Researchers who examine complex biological systems often feel frustrated because they are unable to put all their data together, in many cases tens of thousands of individual measurements. CSBPM co-director Sunil S. Badve, director of the translational genomics core at the IU School of Medicine and a primary pathologist for breast cancer research, understands the frustrations of both clinicians and basic science researchers. In a 2009 story about the CSBPM, Badve said [3]:
Until recently, cancer was cancer. Technology has advanced, and now we look at hundreds of markers, thousands of markers, at a time. We know the whole genome. So the question is, are there differences in tumor A versus tumor B when it is the same kind of cancer? And, can we exploit those differences for therapy purposes? Is type A cancer more responsive to a certain type of chemotherapy? That is the basis of personalized medicine. Each person has an unusual tumor regardless of whether it is breast or colon or lung cancer, and each unusual tumor needs to be treated according to the characteristics of that tumor.

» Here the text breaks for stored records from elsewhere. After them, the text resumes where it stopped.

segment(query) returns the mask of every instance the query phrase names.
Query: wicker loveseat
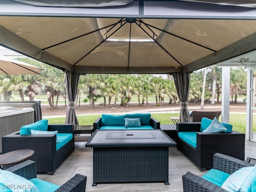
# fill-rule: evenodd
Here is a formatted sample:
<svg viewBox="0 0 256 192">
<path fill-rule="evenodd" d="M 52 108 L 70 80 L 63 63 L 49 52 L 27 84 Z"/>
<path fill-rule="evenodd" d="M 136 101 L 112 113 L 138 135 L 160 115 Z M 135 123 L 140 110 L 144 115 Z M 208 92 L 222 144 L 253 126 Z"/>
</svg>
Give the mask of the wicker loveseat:
<svg viewBox="0 0 256 192">
<path fill-rule="evenodd" d="M 245 135 L 232 131 L 229 132 L 203 132 L 201 123 L 176 124 L 177 147 L 201 171 L 212 168 L 213 155 L 221 153 L 242 160 L 244 160 Z M 195 146 L 181 138 L 180 133 L 193 133 Z"/>
<path fill-rule="evenodd" d="M 40 192 L 85 191 L 86 176 L 76 174 L 61 186 L 58 186 L 36 178 L 36 164 L 35 162 L 28 160 L 6 170 L 0 170 L 0 190 L 9 192 L 14 191 L 14 190 L 17 191 L 16 189 L 27 188 L 30 191 Z"/>
<path fill-rule="evenodd" d="M 254 165 L 223 154 L 218 153 L 215 154 L 214 156 L 213 168 L 230 174 L 232 174 L 243 167 L 253 166 Z M 218 175 L 218 176 L 220 176 Z M 227 192 L 228 191 L 218 186 L 216 184 L 214 184 L 212 181 L 208 181 L 210 180 L 209 179 L 207 180 L 205 179 L 204 176 L 202 177 L 200 177 L 190 172 L 187 172 L 182 176 L 183 191 L 184 192 L 198 192 L 199 191 L 200 192 Z M 218 180 L 218 179 L 217 180 Z M 219 180 L 221 180 L 221 179 Z M 214 180 L 212 181 L 215 181 Z M 234 185 L 235 185 L 236 182 L 237 184 L 237 181 L 233 180 L 232 181 Z M 254 181 L 254 182 L 255 183 L 255 182 Z M 252 189 L 250 191 L 252 192 L 255 191 L 254 190 L 252 190 Z"/>
<path fill-rule="evenodd" d="M 139 124 L 134 125 L 135 124 L 133 122 L 131 123 L 130 125 L 127 124 L 127 121 L 129 121 L 129 120 L 138 118 L 140 118 L 138 120 L 140 122 Z M 126 120 L 125 119 L 126 119 Z M 121 115 L 102 114 L 102 117 L 99 117 L 93 123 L 92 132 L 94 132 L 97 129 L 131 130 L 160 128 L 160 122 L 151 117 L 150 113 L 137 113 Z"/>
<path fill-rule="evenodd" d="M 189 115 L 189 118 L 191 122 L 201 122 L 203 117 L 206 117 L 210 119 L 213 119 L 216 117 L 219 119 L 219 117 L 221 114 L 221 111 L 192 111 Z"/>
<path fill-rule="evenodd" d="M 20 135 L 19 131 L 2 137 L 3 154 L 19 149 L 32 149 L 35 153 L 30 159 L 36 162 L 37 172 L 53 174 L 74 150 L 74 126 L 73 124 L 48 124 L 47 130 L 71 134 L 72 138 L 58 149 L 56 134 Z M 4 168 L 10 166 L 6 166 Z"/>
</svg>

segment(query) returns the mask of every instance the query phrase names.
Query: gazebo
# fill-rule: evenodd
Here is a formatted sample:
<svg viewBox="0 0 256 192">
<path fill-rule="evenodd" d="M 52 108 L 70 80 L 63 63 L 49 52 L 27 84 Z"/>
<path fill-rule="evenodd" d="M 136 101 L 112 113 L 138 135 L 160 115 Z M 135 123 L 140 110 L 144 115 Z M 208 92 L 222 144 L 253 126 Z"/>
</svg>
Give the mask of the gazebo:
<svg viewBox="0 0 256 192">
<path fill-rule="evenodd" d="M 94 73 L 172 74 L 188 122 L 190 73 L 256 49 L 254 0 L 48 1 L 2 1 L 0 45 L 65 72 L 66 122 Z"/>
</svg>

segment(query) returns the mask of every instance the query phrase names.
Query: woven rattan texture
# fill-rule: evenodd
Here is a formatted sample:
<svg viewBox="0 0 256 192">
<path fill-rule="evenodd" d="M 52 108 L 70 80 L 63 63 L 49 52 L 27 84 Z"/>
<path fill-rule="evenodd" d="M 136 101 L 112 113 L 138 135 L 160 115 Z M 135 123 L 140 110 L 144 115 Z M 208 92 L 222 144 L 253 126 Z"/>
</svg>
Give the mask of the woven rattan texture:
<svg viewBox="0 0 256 192">
<path fill-rule="evenodd" d="M 34 155 L 31 149 L 22 149 L 10 151 L 0 155 L 0 164 L 10 165 L 24 161 Z"/>
<path fill-rule="evenodd" d="M 178 123 L 177 132 L 200 131 L 198 123 Z M 197 147 L 195 148 L 178 138 L 177 146 L 186 156 L 200 169 L 212 168 L 213 155 L 217 152 L 244 160 L 244 134 L 236 131 L 231 133 L 197 134 Z M 234 149 L 236 149 L 234 150 Z"/>
<path fill-rule="evenodd" d="M 30 159 L 36 162 L 37 172 L 54 172 L 74 150 L 74 125 L 48 125 L 48 130 L 72 133 L 73 139 L 56 151 L 56 135 L 20 135 L 18 132 L 2 138 L 3 153 L 18 149 L 32 149 L 35 154 Z M 4 168 L 8 167 L 10 166 L 4 166 Z"/>
<path fill-rule="evenodd" d="M 240 168 L 253 165 L 229 156 L 216 153 L 214 156 L 213 168 L 232 174 Z M 218 192 L 227 191 L 188 172 L 182 176 L 184 192 Z"/>
<path fill-rule="evenodd" d="M 36 164 L 35 162 L 28 160 L 11 167 L 6 170 L 29 180 L 36 178 Z M 86 176 L 76 174 L 55 191 L 84 192 L 86 180 Z"/>
<path fill-rule="evenodd" d="M 93 183 L 168 184 L 168 147 L 94 148 Z"/>
</svg>

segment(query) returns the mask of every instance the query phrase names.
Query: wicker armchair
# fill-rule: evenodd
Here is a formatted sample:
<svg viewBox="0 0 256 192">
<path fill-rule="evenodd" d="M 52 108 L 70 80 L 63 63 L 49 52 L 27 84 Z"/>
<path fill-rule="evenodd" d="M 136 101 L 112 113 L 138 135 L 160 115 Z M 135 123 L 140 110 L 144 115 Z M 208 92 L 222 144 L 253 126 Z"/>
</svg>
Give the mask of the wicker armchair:
<svg viewBox="0 0 256 192">
<path fill-rule="evenodd" d="M 214 156 L 213 168 L 232 174 L 244 167 L 254 165 L 220 153 Z M 227 191 L 190 172 L 182 176 L 184 192 L 214 192 Z"/>
<path fill-rule="evenodd" d="M 213 155 L 216 153 L 244 160 L 244 134 L 234 131 L 227 133 L 202 132 L 200 132 L 200 123 L 178 123 L 176 126 L 177 135 L 180 132 L 197 132 L 196 148 L 179 137 L 177 138 L 177 147 L 201 171 L 212 168 Z"/>
<path fill-rule="evenodd" d="M 30 159 L 36 162 L 37 172 L 53 174 L 55 170 L 74 150 L 74 124 L 48 124 L 48 130 L 72 133 L 73 139 L 56 151 L 56 135 L 21 135 L 18 131 L 2 137 L 3 154 L 18 149 L 32 149 L 35 154 Z M 4 166 L 5 169 L 8 167 L 9 166 Z"/>
<path fill-rule="evenodd" d="M 213 119 L 216 117 L 219 119 L 221 114 L 221 111 L 193 111 L 189 115 L 189 118 L 191 122 L 201 122 L 203 117 L 206 117 L 210 119 Z"/>
<path fill-rule="evenodd" d="M 27 179 L 36 178 L 36 162 L 28 160 L 6 170 Z M 87 177 L 80 174 L 74 177 L 58 188 L 56 192 L 84 192 Z"/>
</svg>

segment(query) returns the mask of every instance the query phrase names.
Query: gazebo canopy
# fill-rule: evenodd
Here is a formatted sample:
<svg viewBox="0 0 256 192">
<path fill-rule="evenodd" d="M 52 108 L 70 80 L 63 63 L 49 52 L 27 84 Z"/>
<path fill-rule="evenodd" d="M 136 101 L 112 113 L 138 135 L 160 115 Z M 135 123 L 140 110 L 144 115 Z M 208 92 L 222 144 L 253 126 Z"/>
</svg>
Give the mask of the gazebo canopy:
<svg viewBox="0 0 256 192">
<path fill-rule="evenodd" d="M 0 44 L 80 74 L 190 72 L 256 48 L 254 0 L 47 1 L 1 1 Z"/>
<path fill-rule="evenodd" d="M 66 123 L 87 73 L 172 73 L 188 122 L 190 73 L 256 50 L 256 1 L 220 2 L 2 0 L 0 45 L 65 72 Z"/>
</svg>

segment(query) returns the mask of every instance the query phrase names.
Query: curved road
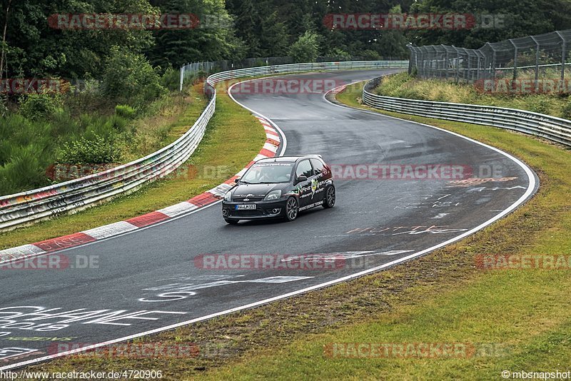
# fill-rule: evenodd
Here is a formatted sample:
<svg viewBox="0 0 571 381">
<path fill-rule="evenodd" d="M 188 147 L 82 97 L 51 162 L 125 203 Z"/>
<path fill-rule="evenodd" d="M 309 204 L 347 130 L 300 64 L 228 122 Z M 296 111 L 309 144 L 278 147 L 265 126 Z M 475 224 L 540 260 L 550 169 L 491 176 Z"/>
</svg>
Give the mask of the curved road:
<svg viewBox="0 0 571 381">
<path fill-rule="evenodd" d="M 334 80 L 324 82 L 330 83 L 378 75 L 359 71 L 294 76 Z M 335 106 L 323 93 L 234 91 L 238 102 L 281 128 L 286 154 L 319 153 L 331 164 L 345 166 L 338 168 L 445 164 L 464 166 L 475 176 L 482 171 L 483 177 L 492 177 L 487 172 L 493 168 L 494 177 L 502 178 L 465 184 L 338 179 L 334 208 L 320 207 L 293 223 L 227 225 L 216 204 L 51 255 L 65 255 L 76 268 L 1 270 L 0 368 L 61 354 L 57 343 L 124 339 L 384 268 L 472 233 L 536 188 L 529 169 L 458 136 Z M 202 254 L 229 253 L 324 253 L 343 260 L 335 269 L 272 270 L 206 270 L 194 260 Z M 91 268 L 77 268 L 86 260 L 92 261 Z"/>
</svg>

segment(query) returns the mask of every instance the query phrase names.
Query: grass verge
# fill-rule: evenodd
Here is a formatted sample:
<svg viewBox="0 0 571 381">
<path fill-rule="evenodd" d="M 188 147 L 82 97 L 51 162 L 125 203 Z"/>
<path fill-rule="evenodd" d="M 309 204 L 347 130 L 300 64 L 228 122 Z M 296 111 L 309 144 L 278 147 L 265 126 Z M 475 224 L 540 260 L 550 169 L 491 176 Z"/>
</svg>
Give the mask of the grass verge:
<svg viewBox="0 0 571 381">
<path fill-rule="evenodd" d="M 355 86 L 360 86 L 358 84 Z M 338 99 L 345 101 L 347 94 Z M 354 99 L 350 101 L 358 105 Z M 527 204 L 460 243 L 394 268 L 139 339 L 196 343 L 186 358 L 64 358 L 32 367 L 69 371 L 155 369 L 163 380 L 489 380 L 502 370 L 569 370 L 569 270 L 482 271 L 478 255 L 571 254 L 570 153 L 490 127 L 399 115 L 458 132 L 517 155 L 539 174 Z M 331 358 L 335 342 L 482 343 L 478 355 Z"/>
<path fill-rule="evenodd" d="M 571 118 L 571 98 L 568 93 L 532 93 L 532 86 L 527 91 L 516 88 L 512 93 L 486 93 L 478 89 L 477 86 L 477 83 L 475 85 L 438 79 L 421 80 L 407 73 L 400 73 L 383 79 L 375 93 L 410 99 L 511 107 Z"/>
<path fill-rule="evenodd" d="M 199 93 L 197 85 L 193 93 Z M 216 111 L 193 156 L 168 178 L 96 208 L 61 215 L 29 227 L 0 233 L 0 250 L 71 234 L 120 221 L 188 200 L 235 175 L 260 151 L 266 135 L 260 122 L 223 91 Z M 204 103 L 206 104 L 206 103 Z M 189 107 L 169 129 L 171 139 L 183 133 L 203 110 Z"/>
</svg>

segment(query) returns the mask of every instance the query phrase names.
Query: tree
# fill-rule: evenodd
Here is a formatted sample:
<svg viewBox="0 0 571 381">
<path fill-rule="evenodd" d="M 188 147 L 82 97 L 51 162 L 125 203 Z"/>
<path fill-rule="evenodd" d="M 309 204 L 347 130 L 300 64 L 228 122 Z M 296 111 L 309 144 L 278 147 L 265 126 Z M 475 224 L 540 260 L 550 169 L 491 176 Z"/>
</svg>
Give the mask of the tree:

Personalized Medicine is Promoting Collaboration
A recent first-of-its-kind study from the Tufts Center for the Study of Drug Development to measure the pharma/biotech industry’s progress in developing personalized medicines found that it is “occupying a growing role in the clinical pipelines of drug developers, and is leading companies to change their R&D paradigms, including how they make go/no-go decisions” [4]. One of the most important findings from the Tufts study revealed that drug developers are teaming with external partners, including academic medical centers and diagnostics developers, to advance the science of personalized medicine. This demonstrates that the process of achieving personalized medicine is dependent on industry-academia and industry-physician collaboration and relationships.
References
- IU Personalized Medicine Institute to Develop Targeted and Individualized Treatments. Indiana University School of Medicine News. 2011 Feb 8.
- The New Science of Personalized Medicine: Translating the Promise into Practice. PricewaterhouseCoopers LLP. 2009 Oct.
- Reassembling the Elephant. Research & Creative Activity. Indiana University Office of the Vice Provost for Research. Volume XXXI Number 2. 2009 Spring.
- Personalized Medicines Are Shaping the Way R&D Is Done, According to Tufts Center for the Study of Drug Development. Tufts Center for the Study of Drug Development. 2010 Nov 16.